The cluster filesystem was also substantially increased starting in 2010 to meet the needs of researchers for disk space connected to the cluster and currently over 800 TB are in use by researchers. The size of the filesystem can be adjusted to meet researcher demand.
Since 2011 Vanderbilt has served as a Tier 2 CMS institution. CMS (Compact Muon Solenoid) is one of two primary detectors at the Large Hadron Collider located in Switzerland. Vanderbilt currently hosts 4 petabytes of storage (i.e., 4,000 terabytes) in support of this project alone, all of which is stored in LStore along with over 300 terabytes of video data from the Vanderbilt Television News Archive (TVNA) located in the Jean and Alexander Heard Library.

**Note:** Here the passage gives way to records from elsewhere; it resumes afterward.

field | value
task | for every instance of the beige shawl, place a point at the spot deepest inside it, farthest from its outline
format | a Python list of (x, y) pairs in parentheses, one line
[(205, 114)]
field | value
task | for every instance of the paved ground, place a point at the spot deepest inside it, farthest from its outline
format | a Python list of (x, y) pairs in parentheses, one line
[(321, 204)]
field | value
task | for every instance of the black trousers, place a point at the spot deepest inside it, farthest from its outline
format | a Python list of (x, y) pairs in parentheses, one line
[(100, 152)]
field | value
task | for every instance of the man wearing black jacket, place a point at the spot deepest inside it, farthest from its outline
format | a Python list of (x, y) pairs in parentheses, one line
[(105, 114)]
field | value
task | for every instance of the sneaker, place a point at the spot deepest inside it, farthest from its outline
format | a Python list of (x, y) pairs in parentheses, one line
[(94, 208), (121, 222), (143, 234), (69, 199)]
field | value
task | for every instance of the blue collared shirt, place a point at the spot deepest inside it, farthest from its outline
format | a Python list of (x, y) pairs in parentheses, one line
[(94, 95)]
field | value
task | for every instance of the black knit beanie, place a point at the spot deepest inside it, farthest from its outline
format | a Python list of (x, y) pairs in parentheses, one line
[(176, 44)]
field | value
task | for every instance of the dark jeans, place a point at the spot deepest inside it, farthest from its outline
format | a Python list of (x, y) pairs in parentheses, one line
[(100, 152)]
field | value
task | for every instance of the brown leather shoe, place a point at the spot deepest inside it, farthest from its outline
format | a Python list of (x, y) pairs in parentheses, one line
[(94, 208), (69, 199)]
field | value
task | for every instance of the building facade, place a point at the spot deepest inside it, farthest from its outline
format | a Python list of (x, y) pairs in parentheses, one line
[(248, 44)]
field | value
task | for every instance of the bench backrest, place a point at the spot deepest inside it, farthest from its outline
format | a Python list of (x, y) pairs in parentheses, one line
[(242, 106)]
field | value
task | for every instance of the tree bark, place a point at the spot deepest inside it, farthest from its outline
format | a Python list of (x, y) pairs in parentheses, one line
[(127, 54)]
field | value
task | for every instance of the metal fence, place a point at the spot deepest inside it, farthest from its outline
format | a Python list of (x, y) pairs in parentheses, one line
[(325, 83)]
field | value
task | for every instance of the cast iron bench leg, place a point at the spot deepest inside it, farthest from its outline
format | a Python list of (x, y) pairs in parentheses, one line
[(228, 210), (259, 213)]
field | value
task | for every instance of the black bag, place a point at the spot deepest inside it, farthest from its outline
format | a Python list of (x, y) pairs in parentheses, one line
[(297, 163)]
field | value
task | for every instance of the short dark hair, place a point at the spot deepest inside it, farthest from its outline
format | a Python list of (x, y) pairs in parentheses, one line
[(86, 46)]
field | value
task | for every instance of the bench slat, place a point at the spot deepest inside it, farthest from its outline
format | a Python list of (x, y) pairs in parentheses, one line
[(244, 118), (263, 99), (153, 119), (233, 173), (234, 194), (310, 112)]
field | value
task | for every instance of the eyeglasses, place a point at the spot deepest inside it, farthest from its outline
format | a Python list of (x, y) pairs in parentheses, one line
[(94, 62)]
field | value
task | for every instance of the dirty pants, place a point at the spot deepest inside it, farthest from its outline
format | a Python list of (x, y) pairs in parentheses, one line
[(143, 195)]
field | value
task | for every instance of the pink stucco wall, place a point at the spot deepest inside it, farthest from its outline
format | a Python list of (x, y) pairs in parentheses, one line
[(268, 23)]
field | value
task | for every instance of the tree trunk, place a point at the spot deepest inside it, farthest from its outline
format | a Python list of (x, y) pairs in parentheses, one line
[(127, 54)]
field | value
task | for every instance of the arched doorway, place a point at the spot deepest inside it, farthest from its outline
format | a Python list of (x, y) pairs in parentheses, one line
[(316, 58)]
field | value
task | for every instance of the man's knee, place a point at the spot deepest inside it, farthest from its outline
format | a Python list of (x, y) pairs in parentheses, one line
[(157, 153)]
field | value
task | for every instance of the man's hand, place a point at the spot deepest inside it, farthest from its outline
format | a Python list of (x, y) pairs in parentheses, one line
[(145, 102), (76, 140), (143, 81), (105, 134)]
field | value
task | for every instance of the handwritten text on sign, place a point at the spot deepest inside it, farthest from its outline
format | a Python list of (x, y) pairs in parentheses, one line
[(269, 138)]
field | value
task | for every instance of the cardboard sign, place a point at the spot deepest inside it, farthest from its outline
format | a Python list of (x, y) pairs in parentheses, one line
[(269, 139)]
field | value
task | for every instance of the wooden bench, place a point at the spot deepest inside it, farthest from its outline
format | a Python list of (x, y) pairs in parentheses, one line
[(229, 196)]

Overlapping with the development of LStore, a wide area storage network called the Research and Education Data Depot Network (REDDnet) was launched in 2006 to support data-intensive collaboration among researchers who are distributed across Internet 2 and other research networks.
The cluster is currently composed of over 7,000 cores in over 600 compute nodes. Also included are a group of GPU nodes each containing 4 high end Nvidia GPU cards. New hardware continues to be added to the cluster based on contributions from researchers as required to meet their computing needs.
Our software stack evolved quickly throughout the 2010s: we adopted SLURM as our scheduler in 2015, and Lmod as our package manager in 2017. In 2018 we launched the ACCRE Visualization Portal, which allows our users to access their files and view job status within their web browser. Our big data cluster, which runs alongside our traditional cluster, has been in operation since 2017.